Joey then jumped in and gave it his work out using some very bassy tracks, and this thing REALLY got down and boogied! it produced the notes with authority all the way into the subsonic, with no hint of stressing or bottoming or falling apart, everything from the higher freq hits to the really low extension on bass tracks all was reproduced well. Joey can comment on this later, but it really seemed VERY well composed and behaved.

*I would honestly say that i have NEVER heard a better all around sub than this in a single 10", fake floor configuration, with the driver in a moderate price range and having a very modest looking design, (i.e. not a super sub that is 10" deep and costing 1000 bucks)...and trust me guys, i have done a LOT of single 10" fake floor builds. 

so to sum it up, i think this could be one of the best "normal" priced and designed subs out there, and you can expect to see more of them being used in our builds in the near future.
*
pros: excellent overall sq and great overall ouput, not too deep, well built with clean looks, just a great all around performer that is not too expensive. (MSRP of around $300) 

Cons: the JL-esque top stamping is a lil off putting to us, i think the sub performs great enough to stand on its own, and so far, it is only available in a single 4ohm configuration, which limits flexibility.

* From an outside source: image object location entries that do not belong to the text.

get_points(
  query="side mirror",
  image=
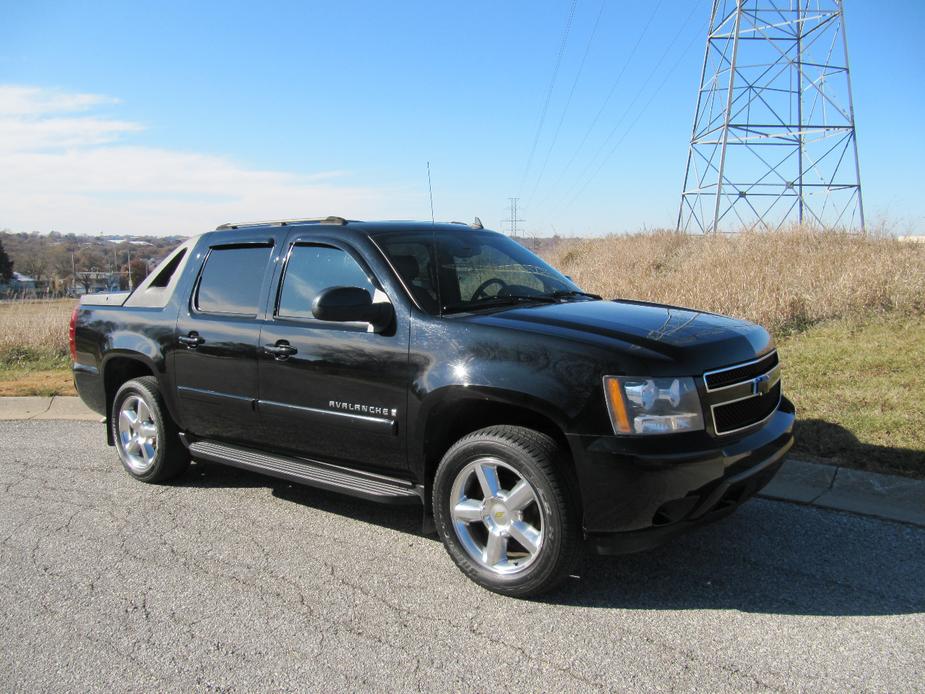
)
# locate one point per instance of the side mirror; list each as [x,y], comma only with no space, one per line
[351,304]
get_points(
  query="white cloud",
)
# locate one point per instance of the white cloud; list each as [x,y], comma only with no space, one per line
[72,172]
[19,100]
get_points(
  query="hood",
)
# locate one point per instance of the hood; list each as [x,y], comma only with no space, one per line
[695,339]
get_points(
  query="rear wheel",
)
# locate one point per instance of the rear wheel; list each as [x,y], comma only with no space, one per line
[505,511]
[145,435]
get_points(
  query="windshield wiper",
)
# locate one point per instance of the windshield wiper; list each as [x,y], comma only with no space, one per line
[564,293]
[495,301]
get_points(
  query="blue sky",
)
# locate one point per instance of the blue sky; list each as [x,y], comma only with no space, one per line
[174,117]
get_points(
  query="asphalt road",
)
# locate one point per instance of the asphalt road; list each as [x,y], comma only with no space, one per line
[228,580]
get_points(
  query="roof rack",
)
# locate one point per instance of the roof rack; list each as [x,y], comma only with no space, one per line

overall, i would wholeheartedly recommend this sub to anyone!

Cheers,

Bing


----------



## edouble101 (Dec 9, 2010)

Wow! I love the fake floor build!


----------



## miniSQ (Aug 4, 2009)

Very nice install...very nice!! And i must say you did a much much nicer job installing the virtus tweeters than i did today. I struggled for days trying to figure out where to put them. I ended up down lower in the door and using the angled flush mount adapter. They sound excellent, but i am going to try and do something better up in the sail panel...when things aren't so hectic in my world.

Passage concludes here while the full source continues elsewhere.